Tower of the King's Daughter - Chaz Brenchley

Reviewed for Usenet (or see Google archive).

Tower of the King's Daughter
The First Book of Outremer
Chaz Brenchley
Orbit paperback
ISBN: 1857236920 (Amazon link)
(Book one of three)

I did it again. I succumbed to a Fat Fantasy. With the dread words 'epic fantasy' on the back no less. I've had a very busy month, I wanted something 'easy' and I've been reading out of the genre lately (historical fiction: Lindsey Davis, Steven Saylor, Jose Carlos Samoza).

Amazon's preference engines keep popping this novel in the top 10, and as I've seen some decent reviews I though I'd give it a go. It's not bad. It's not brilliant, but it's not bad.

The author apparently is known for horror fiction, this is the first book I've read by him. It's a fantasy of the mostly-historical variety set in Outremer. If you like your history this should ring some bells, and if you don't then get immediately to a bookshop and pick up anything by John Julius Norwich - the most fun way to learn about the crusades.

In this very thinly disguised east we have the Brothers, a religious monastic order occuping an immense and ancient stronghold. In the centre stands the tower of the king's daughter, no doors, no windows, old. We're following our hero, Marron, as he joins the order, and has exciting adventures. (Well, actually he doesn't. Mostly he acts as a plot anchor.) The strict monastic rule of the brothers doesn't apply to the Knights of the Society of Ransom, and it is to one of the these knights that young Marron soon finds himself squire.

We have the obligatory plucky heroine too, she is Julianne, daughter to the King's Shadow, a chancellor of sorts. She is on her way to get married. She meets up with her plucky sidekick, Elisande, a young women who has been living with the desert tribes - the Sharai - and who has her own reasons to follow Julianne to the stronghold. Chuck in a mysterious troubadour and we're all set. Sounds cliched doesn't it?

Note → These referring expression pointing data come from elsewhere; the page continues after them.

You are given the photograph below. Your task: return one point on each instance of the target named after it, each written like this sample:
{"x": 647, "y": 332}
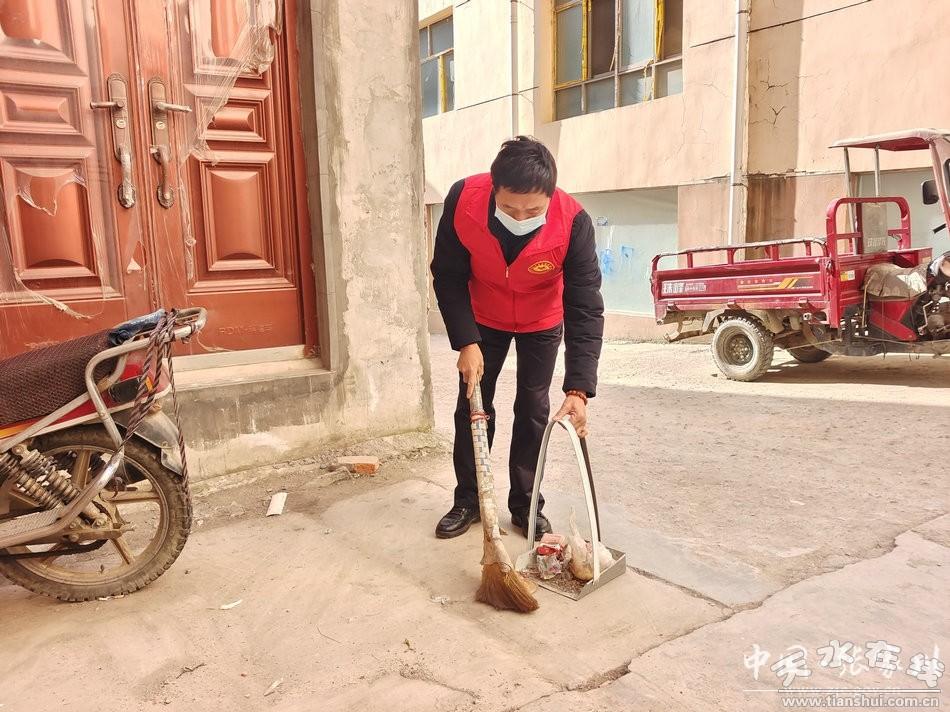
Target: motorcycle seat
{"x": 888, "y": 281}
{"x": 38, "y": 382}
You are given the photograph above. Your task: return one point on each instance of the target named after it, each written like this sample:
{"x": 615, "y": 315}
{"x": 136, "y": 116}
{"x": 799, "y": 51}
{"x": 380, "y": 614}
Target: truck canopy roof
{"x": 909, "y": 140}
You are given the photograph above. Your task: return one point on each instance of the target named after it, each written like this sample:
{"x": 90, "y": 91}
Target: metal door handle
{"x": 161, "y": 146}
{"x": 165, "y": 106}
{"x": 162, "y": 155}
{"x": 122, "y": 146}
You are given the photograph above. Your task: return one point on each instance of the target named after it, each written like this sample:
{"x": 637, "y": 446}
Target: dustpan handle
{"x": 587, "y": 480}
{"x": 590, "y": 478}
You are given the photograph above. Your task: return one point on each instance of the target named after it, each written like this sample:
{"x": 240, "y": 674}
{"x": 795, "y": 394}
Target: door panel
{"x": 227, "y": 239}
{"x": 61, "y": 230}
{"x": 242, "y": 264}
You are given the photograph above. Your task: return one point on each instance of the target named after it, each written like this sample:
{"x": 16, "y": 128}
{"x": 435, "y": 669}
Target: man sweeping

In some ways it is. However, the setting is evoked well, with the landscape nicely drawn, and the characters mostly sympathetic. It's decently written, but hardly lyrical. It trots along at a good pace, and there is plenty of action along the way. Sadly, not much happens in the end - there are mysterious Djinni, plenty of hints about powerful magic, and some moments of good worldbuilding, but somehow it all falls flat. It felt like I was reading the middle book in places, lots of setup, little payoff.

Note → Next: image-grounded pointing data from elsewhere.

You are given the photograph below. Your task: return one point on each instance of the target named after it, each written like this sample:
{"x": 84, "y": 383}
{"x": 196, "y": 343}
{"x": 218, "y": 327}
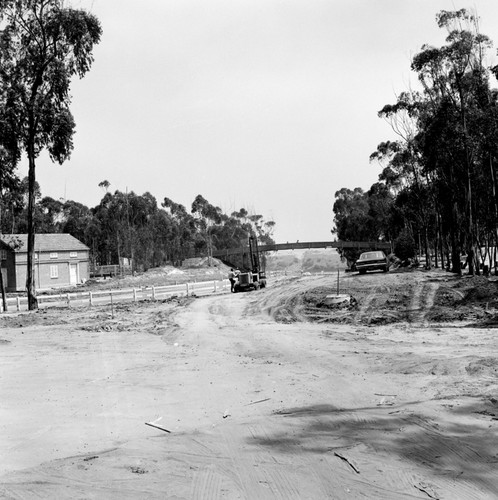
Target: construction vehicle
{"x": 253, "y": 277}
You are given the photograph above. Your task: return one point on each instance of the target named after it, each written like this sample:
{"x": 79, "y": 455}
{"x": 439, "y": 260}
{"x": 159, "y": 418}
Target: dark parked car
{"x": 372, "y": 261}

The tag-line of the back says, "Duty is owed. Loyalty is earned. Allegiance is won. Betrayal is universal" and in some ways it seems the book is about betrayal, with each character having either a dark secret or divided loyalties. However, the problem is that some of the plotting is, well, a bit dumb. The series is off to a good start, with our hero Marron being a likable young man tormented by the acts he's commited in the name of the church (hint: blood, razing villages, children). Sadly, he then turns into a bumbling fool, driving the plot by his inability to think much.

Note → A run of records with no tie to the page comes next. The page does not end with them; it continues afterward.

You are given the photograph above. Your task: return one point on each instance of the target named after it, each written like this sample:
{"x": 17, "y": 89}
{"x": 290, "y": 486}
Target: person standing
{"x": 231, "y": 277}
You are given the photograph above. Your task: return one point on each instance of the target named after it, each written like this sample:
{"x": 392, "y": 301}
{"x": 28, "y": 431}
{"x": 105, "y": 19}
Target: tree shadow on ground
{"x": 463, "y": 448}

Pity. This is a decent, above-average fantasy, set in a potentially interesting land but rather let down by a wandering plot with a bit of a deus ex machina ending that reads more like the start of book two. 7/10

The Post-script that I'm not sure whether to include:
Those that are uncomfortable with sexual material might also have some issues, I didn't mind the gay relationships but felt a bit uneasy at the ages of the protagonists. Which would have been fine had it driven the plot, but it didn't. So although this might be a spoiler I can't see how it matters... and it's plenty obvious anyway.